James Mangold: lui è stato la mia prima scelta, ho visto un video di ciò che ha fatto. L’ho trovato magnifico. Non potrei essere più felice del risultato. È stata una grande gioia, tutto il cast per me è motivo di grande orgoglio. Da remo a tutti gli altri. Veramente, ciascuno di loro potrebbe reggere uno film da solo. La generosità faceva parte di ogni membro del cast, anche di chi è apparso per poco. Io ho sempre ricercato attori che si identificassero con il personaggio. Non voglio che l’attore sia troppo diverso dal personaggio. Voglio che abbiano qualcosa in comune, credo che sia giusto così. I grandi attori del cinema italiano, americano e francese hanno attori che sono vicini a ciò che sanno far meglio. Sono se stessi. Sono vicini alla loro verità, e non è una cosa facile. In particolare farlo vedere di fronte alla macchina da presa. Io cerco di trovare questo tipo di persone. Che condividono gran parte della loro personalità,

Parlando di attori, a proposito del bambino. Con l’esperienza maturata su Logan, ha pensato di dare un ulteriore punto di vista? Nonostante i protagonisti siano Damon e Bale, chi ha figli sente il punto di vista del bambino. Che è raccontato bene e dà intensità della storia.

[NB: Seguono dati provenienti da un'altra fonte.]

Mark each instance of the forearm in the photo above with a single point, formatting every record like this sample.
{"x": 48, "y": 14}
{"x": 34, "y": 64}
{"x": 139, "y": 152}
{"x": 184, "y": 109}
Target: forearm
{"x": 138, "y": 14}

James Mangold: non l’ho pensata in questi termini, non in relazione a Logan. Credo che sia per cogliere più cose insieme. Ken Miles sembrava avere più aspetti, sulla pista e a casa. Era ossessionato dalle macchine, ma era anche un dolce marito e padre. Tutto ciò gli dava più spessore. Per me il film non ha un finale felice o triste, ci arriva con grazia. Per consentire al pubblico una sorta di cuscino su cui atterrare. Il rapporto tra Ken e il figlio cercava di far arrivare l’idea che le cose proseguono, nulla finisce. E che si va avanti.